Cork convoy diary: Team in touching distance of border 'working to get aid to people who need it most'

Caitriona Twomey said the group was now heading for the border crossing of Medyka, which is near the city of Przemyśl, two hours’ drive from their current location. icture: Dave Shine, Donal O'Keeffe, Chris O’Donovan, Tony Gardiner, Bear Hope, Dave Feeney, Caitríona Twomey, Dan, Kieran Keniry, Tomas Kalinski, Felipe Pombinho and Dave Varian en route to the Ukraine border with the Cork convoy.
Cork Humanitarian Aid Ireland’s convoy arrived in Tarnów in Poland, two hours from the Ukrainian border at 4am on Friday morning, 3am Irish time.
The group, which is made up of ten volunteers from Cork charities Cork City Missing Persons Search and Recovery (CCMPSAR) and Cork Penny Dinners, is bringing five vans, each containing approximately three tonnes of humanitarian aid donated by the people of Cork, to Ukrainian refugees who have fled the Russian invasion of their country.

The convoy left Cork on Tuesday afternoon, arriving at Cherbourg in France on Wednesday afternoon, driving across France and staying in Belgium overnight, before driving across Germany and most of Poland on Thursday.
Caitriona Twomey said the group was now heading for the border crossing of Medyka, which is near the city of Przemyśl, two hours’ drive from their current location.

“The people of Cork have shown incredible generosity in supporting our appeal, and now our mission is to get that aid to people who are fleeing the worst violence imaginable,” Ms Twomey said.

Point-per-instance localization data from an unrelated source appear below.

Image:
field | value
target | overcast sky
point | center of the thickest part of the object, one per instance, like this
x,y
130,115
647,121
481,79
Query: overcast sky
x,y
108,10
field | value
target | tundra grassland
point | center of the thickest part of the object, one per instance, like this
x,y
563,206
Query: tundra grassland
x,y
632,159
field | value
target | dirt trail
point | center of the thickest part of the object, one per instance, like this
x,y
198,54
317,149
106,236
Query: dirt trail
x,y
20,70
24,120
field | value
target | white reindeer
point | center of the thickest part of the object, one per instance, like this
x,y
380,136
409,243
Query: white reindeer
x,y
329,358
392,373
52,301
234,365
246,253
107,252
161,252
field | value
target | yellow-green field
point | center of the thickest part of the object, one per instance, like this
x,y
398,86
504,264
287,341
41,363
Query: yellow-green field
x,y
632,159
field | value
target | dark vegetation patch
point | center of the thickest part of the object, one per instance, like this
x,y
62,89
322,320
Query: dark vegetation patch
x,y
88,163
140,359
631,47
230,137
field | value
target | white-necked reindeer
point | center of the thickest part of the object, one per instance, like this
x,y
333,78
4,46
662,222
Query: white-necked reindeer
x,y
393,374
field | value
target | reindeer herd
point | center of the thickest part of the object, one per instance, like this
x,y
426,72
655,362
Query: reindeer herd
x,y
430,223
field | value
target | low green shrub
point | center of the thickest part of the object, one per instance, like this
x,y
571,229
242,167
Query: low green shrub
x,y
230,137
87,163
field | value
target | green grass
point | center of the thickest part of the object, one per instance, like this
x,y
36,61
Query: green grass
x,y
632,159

“We’ve asked the Redemptorists to come and meet us at Medyka, so we can avoid a further 400 kilometre drive, after what has already been a gruelling cross-Europe journey.”

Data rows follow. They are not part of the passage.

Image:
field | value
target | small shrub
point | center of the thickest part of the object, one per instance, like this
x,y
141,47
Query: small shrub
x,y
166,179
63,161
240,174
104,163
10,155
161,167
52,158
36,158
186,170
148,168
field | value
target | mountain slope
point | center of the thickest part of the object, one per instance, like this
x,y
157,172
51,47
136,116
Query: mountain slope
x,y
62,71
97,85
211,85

Jonah Lowenstein, a 21-year-old student from London who travelled to the Ukrainian border with his 57-year-old father, Paul, told The Echo they had come to Medykja from the UK with a van of humanitarian aid “to show it could be done”.

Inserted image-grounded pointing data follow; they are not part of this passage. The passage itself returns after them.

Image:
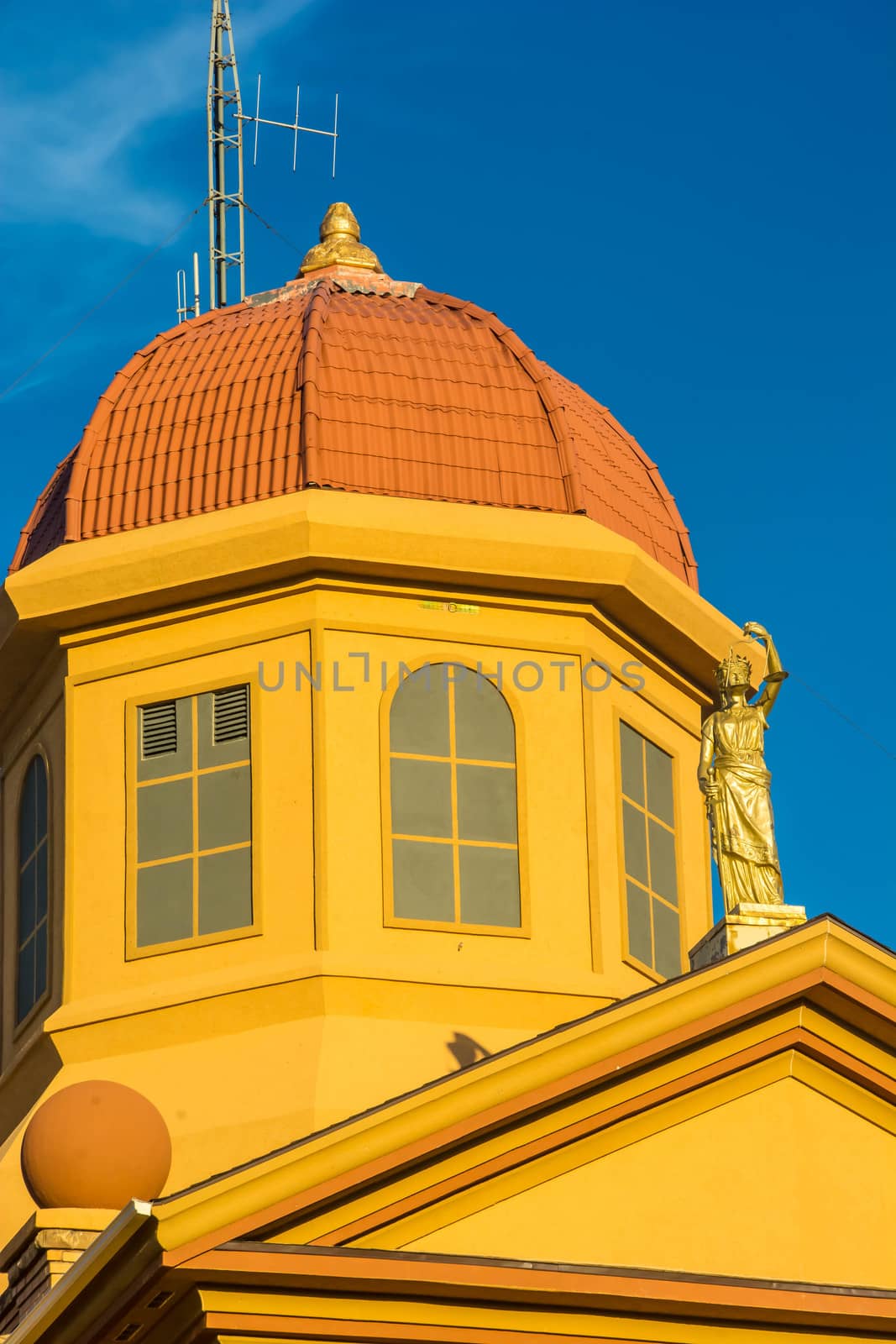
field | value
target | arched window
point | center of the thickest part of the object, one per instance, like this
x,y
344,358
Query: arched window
x,y
34,889
452,811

Mr Lowenstein, who has fond memories of childhood holidays in Crookhaven, said that for his father and him, it was a matter of family honour to help people fleeing tyranny.
“We felt we could not sit idly by as people were driven from their homes by the invading forces of a dictator, so we organised what supplies we could, and came out to Poland to help them in their hour of need.”
Mr Lowenstein said he and his father were now on their way home to the UK, having delivered their van-load to Medyka, where, he said, they had met “huge numbers” of refugees at the Ukrainian border, mainly women and children, who were traumatised by what they had experienced.
With night-time temperatures along the border dipping to minus ten, cold is a concern for aid workers attending to refugees.
“It’s so slow, and cold, and people are existing in soul-crushing boredom at the border crossings,” Mr Lowensein said.